Flora Jessup, a Phoenix woman who grew up in the church, has been a vocal critic of the sect. She's the one who alerted Eldorado residents that the church had bought the ranch.

"They're very good at putting on a face to the public," said Jessup. "They're told to 'keep sweet.' It is a mask that is portrayed by the community. If you do not portray it right, there is punishment."

She said Eldorado residents shouldn't be lulled into a false sense of security.

"You never get a clear picture of what is going on in these communities," Jessup said. "What you see in public and what is happening in private are two totally different things."

A closed society

In Colorado City, the incorporated town is run as a closed-off society, said Buster Johnson, a Mohave County, Ariz., supervisor from Lake Havasu City.

"They won't be coming into town and kidnapping children or causing any problems," Johnson said. "But they will try and get every bit of government assistance that they can."

Johnson noted that 66 percent of Hildale residents received Medicaid. The average in Utah was 6.5 percent, he said.

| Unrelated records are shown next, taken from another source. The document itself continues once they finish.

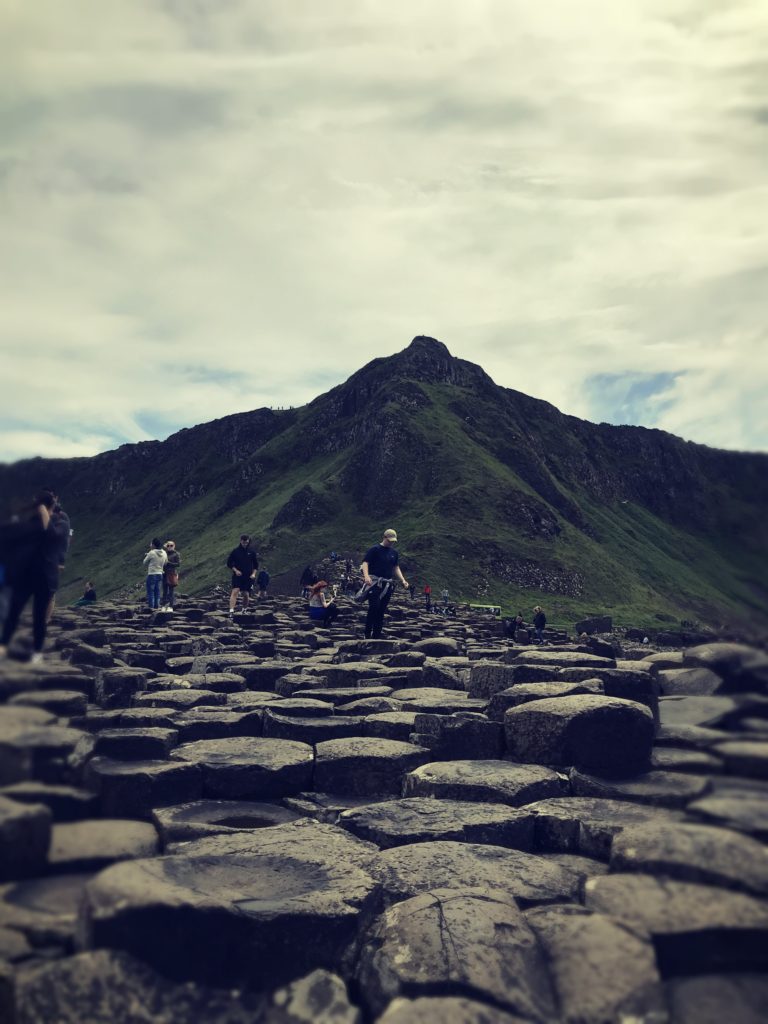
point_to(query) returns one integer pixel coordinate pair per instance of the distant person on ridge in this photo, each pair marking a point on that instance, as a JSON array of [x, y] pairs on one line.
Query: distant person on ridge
[[320, 607], [89, 596], [155, 560], [262, 582], [378, 567], [170, 576], [540, 621], [244, 563]]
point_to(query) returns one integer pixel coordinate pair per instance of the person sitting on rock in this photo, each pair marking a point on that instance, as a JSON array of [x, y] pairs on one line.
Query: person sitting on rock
[[540, 621], [89, 596], [321, 609]]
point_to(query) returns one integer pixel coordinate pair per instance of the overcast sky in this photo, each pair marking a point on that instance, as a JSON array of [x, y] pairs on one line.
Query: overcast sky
[[209, 206]]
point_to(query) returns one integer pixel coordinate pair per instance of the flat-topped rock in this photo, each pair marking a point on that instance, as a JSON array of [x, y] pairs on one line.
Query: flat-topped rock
[[658, 787], [693, 853], [421, 819], [263, 893], [132, 788], [494, 781], [587, 824], [25, 837], [694, 928], [601, 970], [407, 870], [606, 734], [183, 822], [90, 846], [249, 767], [366, 766], [473, 943]]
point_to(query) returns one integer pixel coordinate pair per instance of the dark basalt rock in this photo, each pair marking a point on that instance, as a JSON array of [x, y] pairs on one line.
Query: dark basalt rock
[[249, 768], [474, 943]]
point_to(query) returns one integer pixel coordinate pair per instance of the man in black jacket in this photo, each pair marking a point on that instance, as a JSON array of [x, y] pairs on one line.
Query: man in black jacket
[[244, 563]]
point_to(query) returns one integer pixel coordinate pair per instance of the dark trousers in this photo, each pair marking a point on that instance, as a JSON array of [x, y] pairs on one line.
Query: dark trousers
[[378, 599], [35, 587]]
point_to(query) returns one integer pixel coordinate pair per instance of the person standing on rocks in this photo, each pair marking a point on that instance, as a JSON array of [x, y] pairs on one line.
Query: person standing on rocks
[[321, 609], [170, 574], [540, 621], [155, 560], [379, 567], [244, 563], [32, 570]]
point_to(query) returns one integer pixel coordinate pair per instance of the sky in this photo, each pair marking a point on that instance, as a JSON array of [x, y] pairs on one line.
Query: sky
[[211, 206]]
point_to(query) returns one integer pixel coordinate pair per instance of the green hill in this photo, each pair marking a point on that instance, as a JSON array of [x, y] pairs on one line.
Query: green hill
[[496, 495]]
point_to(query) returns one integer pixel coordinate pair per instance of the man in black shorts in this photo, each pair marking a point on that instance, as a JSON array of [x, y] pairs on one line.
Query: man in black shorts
[[379, 566], [244, 563]]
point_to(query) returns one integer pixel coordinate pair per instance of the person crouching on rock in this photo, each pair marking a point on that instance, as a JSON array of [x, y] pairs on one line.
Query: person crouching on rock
[[540, 621], [244, 563], [321, 609]]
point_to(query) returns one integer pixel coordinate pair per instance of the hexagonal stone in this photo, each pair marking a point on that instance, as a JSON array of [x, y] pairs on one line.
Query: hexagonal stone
[[132, 788], [606, 734], [25, 837], [135, 744], [407, 870], [60, 702], [179, 699], [448, 1010], [390, 725], [243, 768], [265, 895], [693, 853], [657, 787], [601, 971], [494, 781], [102, 987], [421, 819], [587, 824], [89, 846], [310, 730], [214, 817], [473, 943], [365, 766], [695, 929]]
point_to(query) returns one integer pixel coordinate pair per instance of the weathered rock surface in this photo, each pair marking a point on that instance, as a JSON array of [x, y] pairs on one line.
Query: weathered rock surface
[[605, 734], [474, 943]]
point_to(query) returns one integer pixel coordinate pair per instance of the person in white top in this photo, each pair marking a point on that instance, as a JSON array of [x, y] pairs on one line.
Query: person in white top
[[155, 560]]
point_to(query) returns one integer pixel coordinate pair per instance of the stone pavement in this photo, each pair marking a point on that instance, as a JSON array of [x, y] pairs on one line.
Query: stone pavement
[[260, 820]]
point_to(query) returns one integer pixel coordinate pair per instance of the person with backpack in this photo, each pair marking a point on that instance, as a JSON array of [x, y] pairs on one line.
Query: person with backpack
[[379, 568], [170, 576], [31, 558], [244, 563], [155, 560]]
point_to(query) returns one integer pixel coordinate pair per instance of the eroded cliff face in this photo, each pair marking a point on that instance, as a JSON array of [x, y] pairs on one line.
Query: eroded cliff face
[[518, 494]]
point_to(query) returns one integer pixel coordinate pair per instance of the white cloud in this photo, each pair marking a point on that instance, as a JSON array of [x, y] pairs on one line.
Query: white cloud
[[208, 207]]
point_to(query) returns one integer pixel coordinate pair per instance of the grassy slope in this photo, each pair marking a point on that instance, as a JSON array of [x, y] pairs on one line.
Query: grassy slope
[[635, 566]]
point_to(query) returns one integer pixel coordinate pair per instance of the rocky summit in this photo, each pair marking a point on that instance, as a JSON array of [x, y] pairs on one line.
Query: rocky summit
[[261, 820], [495, 495]]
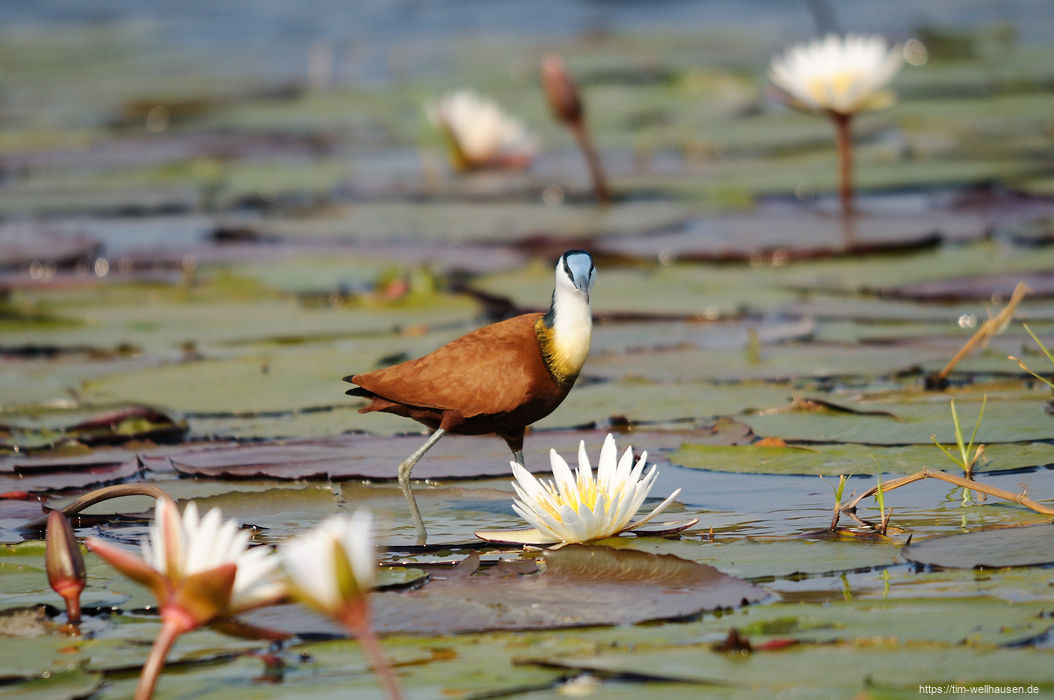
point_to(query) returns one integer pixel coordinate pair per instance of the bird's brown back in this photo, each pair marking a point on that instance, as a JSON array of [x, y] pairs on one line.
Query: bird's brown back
[[495, 369]]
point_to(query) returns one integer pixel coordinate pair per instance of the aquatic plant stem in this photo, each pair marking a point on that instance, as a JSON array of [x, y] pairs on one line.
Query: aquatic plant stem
[[155, 662], [357, 622], [988, 330], [951, 479], [98, 496], [843, 140], [592, 160]]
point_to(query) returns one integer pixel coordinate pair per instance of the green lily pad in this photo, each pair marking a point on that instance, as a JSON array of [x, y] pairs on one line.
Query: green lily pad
[[1030, 545], [851, 459]]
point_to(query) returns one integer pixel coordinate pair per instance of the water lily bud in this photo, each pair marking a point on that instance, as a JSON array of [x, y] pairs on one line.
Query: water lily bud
[[64, 563], [561, 91]]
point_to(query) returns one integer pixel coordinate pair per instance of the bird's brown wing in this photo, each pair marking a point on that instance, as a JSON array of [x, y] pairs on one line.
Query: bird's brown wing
[[488, 371]]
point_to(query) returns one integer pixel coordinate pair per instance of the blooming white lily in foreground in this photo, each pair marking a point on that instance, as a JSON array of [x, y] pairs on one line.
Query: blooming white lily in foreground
[[332, 569], [841, 77], [579, 508], [199, 569], [480, 133]]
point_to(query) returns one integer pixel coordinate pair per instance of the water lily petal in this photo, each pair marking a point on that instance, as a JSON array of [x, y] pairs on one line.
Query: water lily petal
[[658, 509]]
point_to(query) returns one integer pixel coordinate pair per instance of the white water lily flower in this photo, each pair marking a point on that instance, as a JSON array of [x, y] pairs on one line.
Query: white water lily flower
[[579, 508], [841, 75], [199, 568], [480, 132], [202, 544], [334, 565]]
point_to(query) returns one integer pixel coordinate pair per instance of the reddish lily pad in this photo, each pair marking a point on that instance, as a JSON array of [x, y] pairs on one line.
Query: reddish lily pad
[[21, 247], [52, 473], [97, 428], [581, 585], [1030, 545]]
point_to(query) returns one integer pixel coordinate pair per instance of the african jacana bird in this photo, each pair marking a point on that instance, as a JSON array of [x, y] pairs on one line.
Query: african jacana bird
[[496, 380]]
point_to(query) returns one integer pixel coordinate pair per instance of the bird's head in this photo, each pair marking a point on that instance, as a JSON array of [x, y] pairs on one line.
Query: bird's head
[[576, 273]]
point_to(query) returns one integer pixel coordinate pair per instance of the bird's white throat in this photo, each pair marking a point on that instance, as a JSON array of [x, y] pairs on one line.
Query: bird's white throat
[[571, 329]]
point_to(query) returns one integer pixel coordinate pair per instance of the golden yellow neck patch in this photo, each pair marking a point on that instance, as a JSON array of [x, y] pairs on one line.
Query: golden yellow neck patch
[[562, 365]]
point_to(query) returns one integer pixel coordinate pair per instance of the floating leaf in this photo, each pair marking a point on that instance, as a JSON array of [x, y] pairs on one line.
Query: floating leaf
[[1031, 545], [581, 585]]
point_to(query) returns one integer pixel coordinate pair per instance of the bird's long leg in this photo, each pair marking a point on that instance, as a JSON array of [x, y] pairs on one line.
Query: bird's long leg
[[404, 483]]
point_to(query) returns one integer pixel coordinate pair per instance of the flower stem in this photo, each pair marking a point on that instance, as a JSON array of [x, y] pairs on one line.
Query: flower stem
[[155, 663], [596, 170], [359, 625], [73, 608], [844, 142]]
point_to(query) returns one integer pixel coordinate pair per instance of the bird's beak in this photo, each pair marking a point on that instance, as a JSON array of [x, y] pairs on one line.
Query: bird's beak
[[583, 286]]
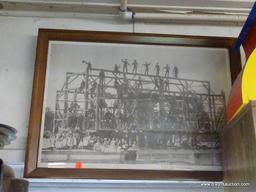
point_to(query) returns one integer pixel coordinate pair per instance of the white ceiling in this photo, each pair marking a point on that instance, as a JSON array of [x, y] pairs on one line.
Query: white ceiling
[[237, 9]]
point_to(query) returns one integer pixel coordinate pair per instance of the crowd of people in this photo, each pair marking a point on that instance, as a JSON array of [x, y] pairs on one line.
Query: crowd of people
[[68, 139]]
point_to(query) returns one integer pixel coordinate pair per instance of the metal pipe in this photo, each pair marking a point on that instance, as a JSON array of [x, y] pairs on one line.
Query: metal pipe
[[128, 15]]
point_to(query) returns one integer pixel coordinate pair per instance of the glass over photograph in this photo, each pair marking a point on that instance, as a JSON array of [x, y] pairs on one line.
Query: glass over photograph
[[129, 106]]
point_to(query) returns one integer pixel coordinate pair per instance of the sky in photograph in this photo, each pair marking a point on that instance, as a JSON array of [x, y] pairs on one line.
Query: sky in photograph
[[208, 64]]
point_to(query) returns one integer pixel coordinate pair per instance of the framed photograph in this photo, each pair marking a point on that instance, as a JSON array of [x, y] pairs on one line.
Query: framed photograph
[[110, 105]]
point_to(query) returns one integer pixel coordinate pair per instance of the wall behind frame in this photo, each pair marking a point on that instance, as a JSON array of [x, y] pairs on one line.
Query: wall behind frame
[[17, 57]]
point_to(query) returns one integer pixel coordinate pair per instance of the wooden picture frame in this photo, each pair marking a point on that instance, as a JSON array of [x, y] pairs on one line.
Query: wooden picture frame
[[79, 168]]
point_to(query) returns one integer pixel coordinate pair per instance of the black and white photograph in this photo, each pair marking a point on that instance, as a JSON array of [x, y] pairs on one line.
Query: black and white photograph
[[133, 106]]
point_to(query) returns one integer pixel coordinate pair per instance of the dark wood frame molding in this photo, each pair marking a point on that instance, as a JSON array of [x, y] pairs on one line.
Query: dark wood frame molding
[[46, 35]]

Some critics have referred to the tactic as "bleeding the beast," a system where the sect siphons financial resources from nonbelievers.

But Parker, the group's attorney, says that's false.

"That doesn't mean, however, that they don't take advantage of what they're legally entitled to," he said.

Parker says the ranch will be "a new place to get away from the pressures here in Utah. In that sense, it's a place of refuge, but I think that's about as specific as I can get."

The group is already in a stalemate with the state of Texas over environmental permits.

The Texas Commission on Environmental Quality issued cease and desist orders in May for failure to obtain permits for a rock crusher and concrete plant, sewage treatment facilities, and not having a storm water runoff plan.

When a Star-Telegram reporter and photographer flew over the compound in June, the concrete plant appeared to be operating.

"I think we'll be out there within a week," John Steib, the commission's deputy director of office of compliance and enforcement, said Thursday.

If there are violations, the agency could impose fines of $10,000 a day.

As for local residents, many say they will tolerate the church as long as no one is harmed.

"The only time we're ever going to know is if someone comes in and swears up a complaint," said Justice of the Peace Jimmy Doyle. "If they keep it locked up, I don't know if anyone can get out of an 8-foot, deer-proof fence."